Each speech has its own network graph as well, even if given by the same speaker. There is a more in-depth explanation for each graph in the pages themselves under the “explanation” section.
Histograms
The histogram was worked on by Cole and Andrew, who aimed to, as the title of the histogram says, visually represent the “Frequency of Acts by Organizations”. The two decided at first to make a graph that included the acts that were tagged as nonviolent resistance, self-defense, or active resistance from each of the 3 groups: Nonviolence movement, the NOI, and the BPP. This was done by creating an xquery file which was turned into a sag file that gives the final results as seen by the histograms.
The active resistance was shown as a red portion of the graph, the self-defense was yellow, and the nonviolence was green. Each of the bars adds to 100%, and the histogram allows you to see how much each group talked about each act.
There were changes made from the first draft of the histogram. The first histogram included 3 bars which grouped all the speakers under each group to form the NVM, NOI, and the BPP. After some discussion, Cole and Andrew decided to go more in depth by showing how much each individual speaker from each group references the acts. This way you could see even the differences between the group member’s themselves, such as Malcolm X vs. Ali, Dr. MLK vs. Jackson, and Newton vs. Hampton. Just as with the above network graphs, the histograms are going to be put on each page of the website under the respective groups pages, and more information under the about graph section will be there as well.
Timeline
The final visual representation our group included in the project was the timeline, which Gia worked on with help from William and Aaron with formatting.
The timeline aimed to encompass the major years of the Civil Rights movement and include many different things that were relevant to our project. In the earlier stages, I had about 10+ pages of notes for the timeline, which I ended up cutting most out of for the final product. The final draft of the timeline spans from 1954 with the landmark Brown V. Board decision, to 1974 with the resignation of Richard Nixon. William formatted the css of the timeline html page to frame it in the same formatting as the rest of the website. Aaron added the tooltips where if you hover over the timeline event, a box pops up on the right which gives a description of the event.

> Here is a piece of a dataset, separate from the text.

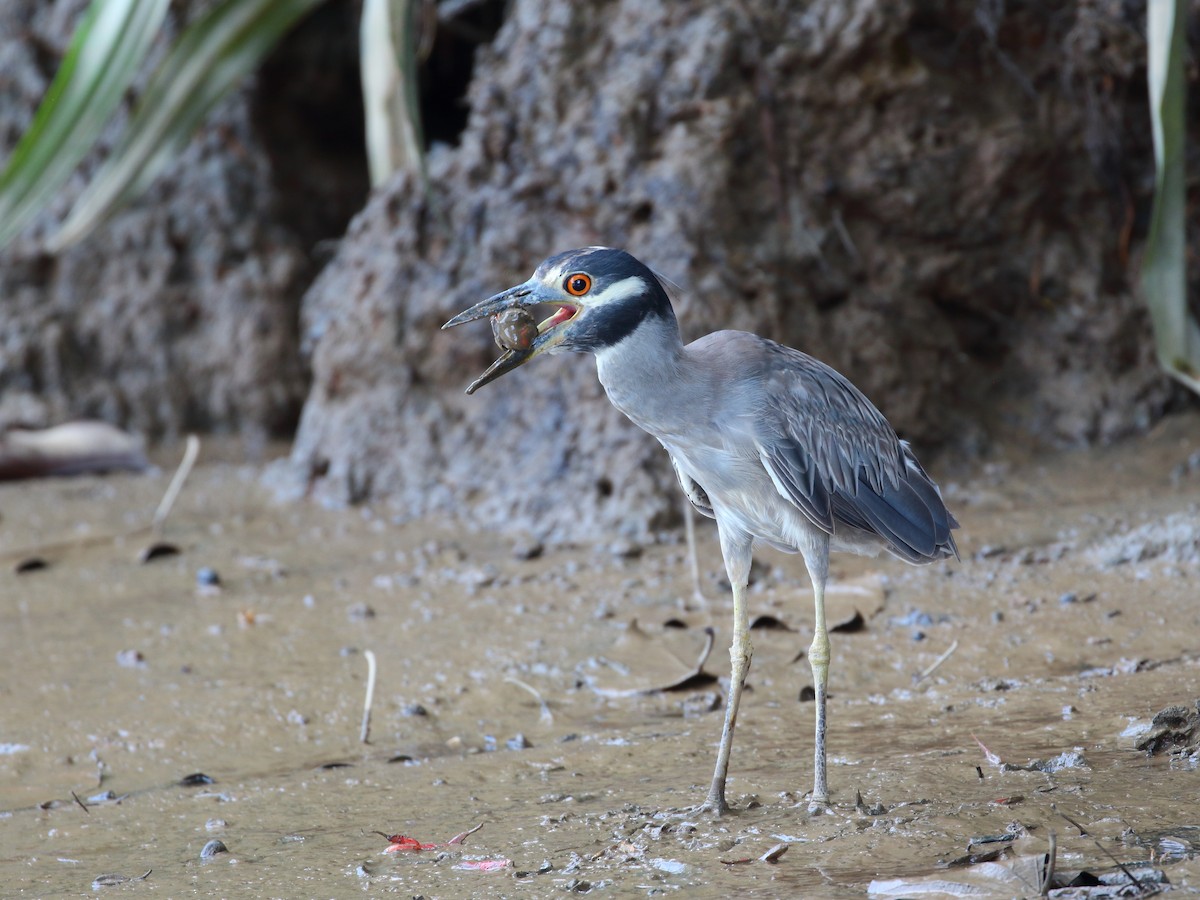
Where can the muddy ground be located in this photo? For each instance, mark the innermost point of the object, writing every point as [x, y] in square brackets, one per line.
[503, 695]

The major categories I included on the timeline were the speech dates from the speakers, Supreme Court cases, major legislation, assassinations, the inauguration dates for some presidents, and Vietnam War draft information such as the beginning date of the draft, when the final draft was held, and the day Muhammad Ali refused the draft.
I tried to keep the formatting the same across all of the timeline by using past tense for the events such as “…case decided” or “president inaugurated”, or “…assassinated”, etc. Also to keep formatting even across the board, I chose when a Supreme Court case was decided, and when the legislation I mentioned was ratified.
We at first tried to keep the timeline from 1960-1970 but I realized there was too much information happening before 1960 and shortly after 1970 to be cut out, hence why the timeline extends past the decade. I didn’t include images but that was a preference because I wanted the audience to focus on the content itself rather than be bogged down with oversaturated content like a hundred images. This is also sort of the reasoning behind not flipping the timeline to go left and right, I thought a middle anchored timeline helped the reader just go from top to bottom which I thought was easier.